Create Zipfile in Python in memory on Web Server

Question

I'm working on a HTML WYSIWYG editor, and I am currently working on a 'Download' feature where the user can press a Download button to download a zip file of their theme. I am using a Python CGI script to achieve this feature. Currently, my script makes a zip file and prompts the user to Download it, but when I try to decompress the zip file, it only creates another zip file with the extension '.cpgz'. I believe that my script did not create the zip properly.

I am using the 'zipfile' module to create a zipfile object in memory instead of on Disk, the 'StringIO' module to create a filelike object in memory, and the 'cgi' module to accept POST data from an Ajax request.

My problem is in my for-loop. The 'zf' zip file isn't adding the files and sub-directories from the 'layoutDir' parameter I passed into os.walk(). The script will prompt the browser to download the zip file, but I am unable to decompress it.

#!/usr/bin/python

import sys
import os
import zipfile
import StringIO
import cgitb

cgitb.enable()

layoutDir = 'http://localhost:8888/funWYSIWYG/public/views/layouts/Marketing'

tmpZip = StringIO.StringIO() 
zf = zipfile.ZipFile(tmpZip, 'w', zipfile.ZIP_DEFLATED)

for root, dirs, files in os.walk(layoutDir):
    for name in files:
        absfn = os.path.join(root, name)
        relfn = absfn[len(layoutDir) + len(os.sep):]
        zf.write(absfn, relfn)

zf.close()

sys.stdout.write("Content-Type: application/octet-stream\r\n")
sys.stdout.write("Content-Disposition: attachment; filename=\"funWYSIWYG-Marketing.zip\"\r\n\r\n")

sys.stdout.write(tmpZip.getvalue())

# Close opened file
tmpZip.close()

UPDATE 1: I got rid of some of the irrelevant stuff that was in my code. I also correct the typo with 'absfn' and 'adsfn'. The code above now represents exactly what I have in my local code editor. I am still having the same problem with being unable to decompress the zip file that is made.

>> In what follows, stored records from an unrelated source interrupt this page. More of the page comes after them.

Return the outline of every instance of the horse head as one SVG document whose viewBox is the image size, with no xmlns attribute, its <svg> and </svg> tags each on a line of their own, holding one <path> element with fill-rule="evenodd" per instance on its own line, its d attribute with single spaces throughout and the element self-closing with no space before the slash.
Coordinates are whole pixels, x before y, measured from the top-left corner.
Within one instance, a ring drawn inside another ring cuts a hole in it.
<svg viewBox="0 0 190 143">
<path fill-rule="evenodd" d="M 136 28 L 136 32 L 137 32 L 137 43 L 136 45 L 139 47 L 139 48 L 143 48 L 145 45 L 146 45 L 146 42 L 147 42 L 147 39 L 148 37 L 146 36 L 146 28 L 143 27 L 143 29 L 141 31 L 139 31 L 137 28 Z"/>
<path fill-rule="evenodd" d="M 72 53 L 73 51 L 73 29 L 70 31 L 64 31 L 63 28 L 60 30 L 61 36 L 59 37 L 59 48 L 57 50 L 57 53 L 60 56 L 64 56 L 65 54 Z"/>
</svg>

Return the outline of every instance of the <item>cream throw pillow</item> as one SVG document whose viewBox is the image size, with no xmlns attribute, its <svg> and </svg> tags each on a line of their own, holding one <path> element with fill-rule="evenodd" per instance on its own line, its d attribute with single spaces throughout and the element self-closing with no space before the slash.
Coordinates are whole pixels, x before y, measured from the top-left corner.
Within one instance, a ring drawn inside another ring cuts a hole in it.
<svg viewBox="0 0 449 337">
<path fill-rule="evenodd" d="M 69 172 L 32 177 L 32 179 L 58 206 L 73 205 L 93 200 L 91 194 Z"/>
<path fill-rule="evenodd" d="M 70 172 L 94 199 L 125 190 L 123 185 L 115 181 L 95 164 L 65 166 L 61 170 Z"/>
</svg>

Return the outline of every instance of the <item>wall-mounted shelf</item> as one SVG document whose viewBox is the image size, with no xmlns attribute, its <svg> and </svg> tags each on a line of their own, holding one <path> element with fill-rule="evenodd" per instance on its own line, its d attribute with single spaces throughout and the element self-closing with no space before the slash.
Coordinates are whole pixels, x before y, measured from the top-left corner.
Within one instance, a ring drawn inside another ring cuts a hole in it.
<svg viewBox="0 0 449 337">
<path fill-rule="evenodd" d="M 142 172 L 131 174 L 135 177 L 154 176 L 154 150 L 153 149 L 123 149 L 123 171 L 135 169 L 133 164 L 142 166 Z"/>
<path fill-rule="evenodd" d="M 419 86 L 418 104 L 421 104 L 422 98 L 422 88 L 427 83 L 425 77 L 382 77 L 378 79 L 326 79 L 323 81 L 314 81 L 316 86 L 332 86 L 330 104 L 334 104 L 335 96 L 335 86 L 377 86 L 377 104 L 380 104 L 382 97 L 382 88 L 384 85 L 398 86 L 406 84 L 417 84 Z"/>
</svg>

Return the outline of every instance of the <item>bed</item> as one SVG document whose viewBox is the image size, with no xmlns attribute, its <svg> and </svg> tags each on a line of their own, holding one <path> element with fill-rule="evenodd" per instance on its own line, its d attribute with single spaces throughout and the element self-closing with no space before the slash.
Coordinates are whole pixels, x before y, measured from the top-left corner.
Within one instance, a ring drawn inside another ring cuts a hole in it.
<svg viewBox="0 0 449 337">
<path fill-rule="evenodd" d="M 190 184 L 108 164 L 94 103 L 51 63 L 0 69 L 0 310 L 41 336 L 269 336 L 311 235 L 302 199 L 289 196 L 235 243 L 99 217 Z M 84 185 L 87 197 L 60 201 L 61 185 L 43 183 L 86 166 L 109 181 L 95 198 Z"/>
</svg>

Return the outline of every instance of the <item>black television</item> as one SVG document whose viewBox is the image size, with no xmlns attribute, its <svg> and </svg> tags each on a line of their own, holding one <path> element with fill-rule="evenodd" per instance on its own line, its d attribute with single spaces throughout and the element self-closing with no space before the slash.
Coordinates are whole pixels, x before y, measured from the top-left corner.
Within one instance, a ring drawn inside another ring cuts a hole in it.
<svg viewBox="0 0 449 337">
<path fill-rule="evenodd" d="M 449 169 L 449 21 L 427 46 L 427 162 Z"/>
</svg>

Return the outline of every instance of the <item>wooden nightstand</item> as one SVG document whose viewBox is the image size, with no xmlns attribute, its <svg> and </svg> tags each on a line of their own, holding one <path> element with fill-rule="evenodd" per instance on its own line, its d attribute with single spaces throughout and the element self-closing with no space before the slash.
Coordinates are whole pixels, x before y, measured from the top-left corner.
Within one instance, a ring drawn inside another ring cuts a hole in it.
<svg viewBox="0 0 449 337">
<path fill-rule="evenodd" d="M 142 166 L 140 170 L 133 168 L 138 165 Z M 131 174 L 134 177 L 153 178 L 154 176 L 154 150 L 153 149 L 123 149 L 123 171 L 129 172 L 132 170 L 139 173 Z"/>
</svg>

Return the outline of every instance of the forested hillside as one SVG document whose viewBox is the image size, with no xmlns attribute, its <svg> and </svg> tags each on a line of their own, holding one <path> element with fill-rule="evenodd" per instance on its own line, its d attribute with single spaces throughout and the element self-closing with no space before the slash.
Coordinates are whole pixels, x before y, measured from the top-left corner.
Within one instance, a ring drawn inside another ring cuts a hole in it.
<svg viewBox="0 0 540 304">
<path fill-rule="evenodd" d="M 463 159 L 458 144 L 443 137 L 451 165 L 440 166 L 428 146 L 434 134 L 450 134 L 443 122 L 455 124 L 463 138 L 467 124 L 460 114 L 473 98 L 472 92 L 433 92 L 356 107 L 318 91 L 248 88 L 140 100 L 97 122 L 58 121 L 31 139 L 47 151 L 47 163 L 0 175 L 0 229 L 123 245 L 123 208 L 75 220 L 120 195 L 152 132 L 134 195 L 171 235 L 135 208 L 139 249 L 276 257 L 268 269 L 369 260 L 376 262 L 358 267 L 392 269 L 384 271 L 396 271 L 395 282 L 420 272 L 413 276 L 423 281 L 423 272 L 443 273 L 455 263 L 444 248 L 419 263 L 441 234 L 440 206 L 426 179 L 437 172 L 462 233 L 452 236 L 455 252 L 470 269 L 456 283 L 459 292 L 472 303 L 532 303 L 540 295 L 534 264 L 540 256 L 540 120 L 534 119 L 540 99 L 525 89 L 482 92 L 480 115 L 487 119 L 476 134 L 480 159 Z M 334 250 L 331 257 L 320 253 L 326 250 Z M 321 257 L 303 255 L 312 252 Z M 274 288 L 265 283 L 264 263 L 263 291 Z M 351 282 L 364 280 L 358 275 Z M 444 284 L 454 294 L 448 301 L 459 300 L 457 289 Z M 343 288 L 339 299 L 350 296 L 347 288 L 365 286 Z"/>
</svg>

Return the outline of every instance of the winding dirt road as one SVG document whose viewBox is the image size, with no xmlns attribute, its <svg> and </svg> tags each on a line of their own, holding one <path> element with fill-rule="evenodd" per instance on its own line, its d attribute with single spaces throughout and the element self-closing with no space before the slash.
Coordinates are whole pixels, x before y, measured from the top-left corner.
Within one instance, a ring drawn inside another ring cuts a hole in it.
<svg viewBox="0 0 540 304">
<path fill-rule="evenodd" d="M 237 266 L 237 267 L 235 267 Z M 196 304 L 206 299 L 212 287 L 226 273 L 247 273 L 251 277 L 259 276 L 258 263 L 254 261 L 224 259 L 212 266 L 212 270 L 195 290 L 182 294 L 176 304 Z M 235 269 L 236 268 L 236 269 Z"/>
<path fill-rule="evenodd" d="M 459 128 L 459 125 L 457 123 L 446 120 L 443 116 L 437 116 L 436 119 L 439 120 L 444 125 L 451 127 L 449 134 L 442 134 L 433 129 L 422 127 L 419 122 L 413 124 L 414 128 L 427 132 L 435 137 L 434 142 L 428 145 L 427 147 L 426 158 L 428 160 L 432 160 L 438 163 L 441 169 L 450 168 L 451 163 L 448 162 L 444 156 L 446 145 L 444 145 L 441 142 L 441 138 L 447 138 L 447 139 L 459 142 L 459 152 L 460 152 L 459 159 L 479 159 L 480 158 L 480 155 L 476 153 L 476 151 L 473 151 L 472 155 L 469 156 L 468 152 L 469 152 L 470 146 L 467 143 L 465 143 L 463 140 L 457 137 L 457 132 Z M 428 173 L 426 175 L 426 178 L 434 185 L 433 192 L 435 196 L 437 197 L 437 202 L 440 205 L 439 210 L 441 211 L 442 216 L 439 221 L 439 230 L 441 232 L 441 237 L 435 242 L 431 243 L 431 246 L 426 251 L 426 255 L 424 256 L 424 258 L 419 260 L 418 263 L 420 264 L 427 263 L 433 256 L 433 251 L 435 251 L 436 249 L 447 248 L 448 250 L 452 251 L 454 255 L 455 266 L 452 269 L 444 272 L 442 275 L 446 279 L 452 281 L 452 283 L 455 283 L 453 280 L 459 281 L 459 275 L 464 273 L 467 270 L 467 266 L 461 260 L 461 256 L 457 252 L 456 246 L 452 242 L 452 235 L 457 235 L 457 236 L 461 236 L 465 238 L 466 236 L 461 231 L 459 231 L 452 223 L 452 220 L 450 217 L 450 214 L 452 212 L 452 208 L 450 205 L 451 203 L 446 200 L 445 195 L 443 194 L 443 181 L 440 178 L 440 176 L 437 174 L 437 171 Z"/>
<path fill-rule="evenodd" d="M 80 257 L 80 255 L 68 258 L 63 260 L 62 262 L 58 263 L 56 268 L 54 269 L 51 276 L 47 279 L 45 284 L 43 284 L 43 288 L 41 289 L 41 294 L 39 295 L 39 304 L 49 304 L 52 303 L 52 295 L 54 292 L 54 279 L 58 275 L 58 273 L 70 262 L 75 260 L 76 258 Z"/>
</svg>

UPDATE 2: Here is what the 'Marketing' directory looks like on my computer.

|---- Marketing
      |---- css
      |    |---- default.css
      | 
      |---- img
      |
      |---- index.html

As a side note, [`os.path.relpath`](http://docs.python.org/2/library/os.path.html#os.path.relpath) is a much better way to get a relative path than trying to work out the length of the prefix and slicing it off manually. — abarnert, Jan 06 '14 at 05:42
Also, `\r\n\n` is almost never what you want in any context. If you need to send CRLF, you need `\r\n\r\n`. If you don't, you just want `\n\n`. I can't think of any case where you want some CRLFs and some plain LFs. — abarnert, Jan 06 '14 at 05:44
Finally, is this your actual code? If so, your problem is a simple typo: `adsfn` will raise a `NameError` because there is no such variable. If not, then please give us an [SSCCE](http://sscce.org) that actually runs and demonstrates the problem. (Another part of it being an SSCCE is stripping out the irrelevant stuff. Unless you think the CGI stuff is related to the problem, give us a simpler program that just creates the zipfile and, say, saves it to a local file.) — abarnert, Jan 06 '14 at 05:48

abarnert · Answer 1 · 2014-01-06T20:25:57.733

1

If this is your actual code, your problem is a simple typo:

zf.write(adsfn, relfn)

You don't have a variable named adsfn, you have one named absfn. So this will raise a NameError and fail to return anything.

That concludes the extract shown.